21 Years of Learning

Today is my 21st birthday and over these past 21 years I’ve learned many things. Some of these things I’ve had to learn in difficult ways, others I’ve gained by listening to those with more life experience than myself. I still have much to learn, but as I grow it’s my hope that I will be able to share wisdom and love as I seek wisdom and love. In the past 21 years I’ve learned that:

It is important to love your body. Loving your body is not only being content with your image and the way God has made you, but it is treating your body with care. Eating well, exercising consistently, sleeping normally, and not putting things into your body that do not belong there are all pieces to loving your body. We are blessed with one body and the way we treat it matters.

Money is not worth as much as people say it is. Money is useful, but not of the greatest value. Wealth is a burden I hope to carry as little as possible.

People matter more than doctrine. I learned this from a Jewish rabbi. He was a little unorthodox and challenged the beliefs of a lot of formal theologians, but the way he treated those who orthodoxy tended to crush and oppress was astonishing. Not only did he convince those he interacted with to adopt his way, but he also caused them to share his teaching throughout their communities. This rabbi has made me willing to stretch the bounds of orthodoxy to include those at the table who wouldn’t otherwise have a place. This rabbi’s name is Jesus.

Just because something is true does not mean you ought to say it. This is one of those I had to learn the hard way. Truth must partner with grace, wisdom must partner with love.

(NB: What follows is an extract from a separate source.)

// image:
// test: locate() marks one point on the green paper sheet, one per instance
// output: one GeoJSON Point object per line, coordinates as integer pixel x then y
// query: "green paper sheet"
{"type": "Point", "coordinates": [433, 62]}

I must balance the confidence that I can do anything, with the humility that acknowledges that I’m inadequately suited to do everything. This is a hard one. I’ve found most of us Christians tend to lean one way or the other. Either we’re complete sinners incapable of doing anything, which can produce moral inertia. Or we’re saints of God empowered to do everything and anything, which can produce egotistical self-deception. Both are incomplete on their own.

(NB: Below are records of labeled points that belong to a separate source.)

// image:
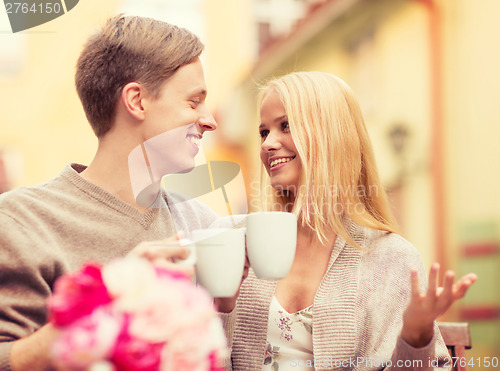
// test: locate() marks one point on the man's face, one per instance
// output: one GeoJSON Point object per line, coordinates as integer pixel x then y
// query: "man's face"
{"type": "Point", "coordinates": [176, 120]}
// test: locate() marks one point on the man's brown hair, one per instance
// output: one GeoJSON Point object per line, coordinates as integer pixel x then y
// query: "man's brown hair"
{"type": "Point", "coordinates": [129, 49]}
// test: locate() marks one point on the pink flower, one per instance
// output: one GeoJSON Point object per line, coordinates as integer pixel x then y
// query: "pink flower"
{"type": "Point", "coordinates": [88, 340]}
{"type": "Point", "coordinates": [77, 294]}
{"type": "Point", "coordinates": [132, 353]}
{"type": "Point", "coordinates": [173, 305]}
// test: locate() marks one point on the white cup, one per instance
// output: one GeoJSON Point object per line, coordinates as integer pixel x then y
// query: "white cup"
{"type": "Point", "coordinates": [271, 243]}
{"type": "Point", "coordinates": [220, 259]}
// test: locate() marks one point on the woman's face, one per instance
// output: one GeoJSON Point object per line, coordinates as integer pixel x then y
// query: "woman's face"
{"type": "Point", "coordinates": [277, 151]}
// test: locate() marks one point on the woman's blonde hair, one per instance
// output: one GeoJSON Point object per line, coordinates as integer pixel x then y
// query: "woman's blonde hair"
{"type": "Point", "coordinates": [339, 175]}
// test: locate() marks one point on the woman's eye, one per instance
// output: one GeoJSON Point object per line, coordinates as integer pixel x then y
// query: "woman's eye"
{"type": "Point", "coordinates": [264, 133]}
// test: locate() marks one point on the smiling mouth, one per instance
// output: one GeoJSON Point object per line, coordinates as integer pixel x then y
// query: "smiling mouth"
{"type": "Point", "coordinates": [194, 138]}
{"type": "Point", "coordinates": [280, 161]}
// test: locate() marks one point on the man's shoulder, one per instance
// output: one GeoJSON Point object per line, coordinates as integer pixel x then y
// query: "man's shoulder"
{"type": "Point", "coordinates": [29, 200]}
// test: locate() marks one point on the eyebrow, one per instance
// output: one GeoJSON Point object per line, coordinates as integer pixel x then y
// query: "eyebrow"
{"type": "Point", "coordinates": [275, 120]}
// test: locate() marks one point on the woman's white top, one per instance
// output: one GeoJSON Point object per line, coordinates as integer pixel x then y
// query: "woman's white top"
{"type": "Point", "coordinates": [289, 339]}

The world is an incredibly beautiful place with beautiful people. The world is also an immensely dark place full of deep tragedy. I don’t really understand how it can be both all the time but it seems to be that way.

It is important to take the hard classes. It will be challenging but you will grow immensely because of it. This applies not only to the academic realm but all of life. Be willing to work hard and consistently to achieve beauty, peace, love, and justice.

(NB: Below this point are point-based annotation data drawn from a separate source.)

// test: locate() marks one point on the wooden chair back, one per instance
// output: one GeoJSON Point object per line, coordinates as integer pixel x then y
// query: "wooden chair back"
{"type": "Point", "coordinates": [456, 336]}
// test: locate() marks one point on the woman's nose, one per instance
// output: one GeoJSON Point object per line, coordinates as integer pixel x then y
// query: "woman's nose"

Intentional effort must be put into hearing the stories of those who are suffering and oppressed. To be unable to see beyond our own appetites into the pain of the other is a weakness remedied only by the Breath of Yahweh

Love is not complete unless it’s shared. I would actually hesitate to call it love if it’s not shared. Love is the epicenter that true Christian faith radiates from, and as a pilgrim along the Way established by the Christ, I find it of utmost importance to continually seek to love more fully and rightly. To withhold love from another human because of their religion, race, economic standing, sexual orientation, nationality, appearance, class, language, or anything else is to fall short of what love is. Love is not tolerance, tolerance is a flimsy substitute a weak society clings to because of its unwillingness to embody the selflessness that love costs. Love wages war against injustice, cruelty, and arrogance amongst humans, even at great cost, while building justice, mercy and humility in partnership with God.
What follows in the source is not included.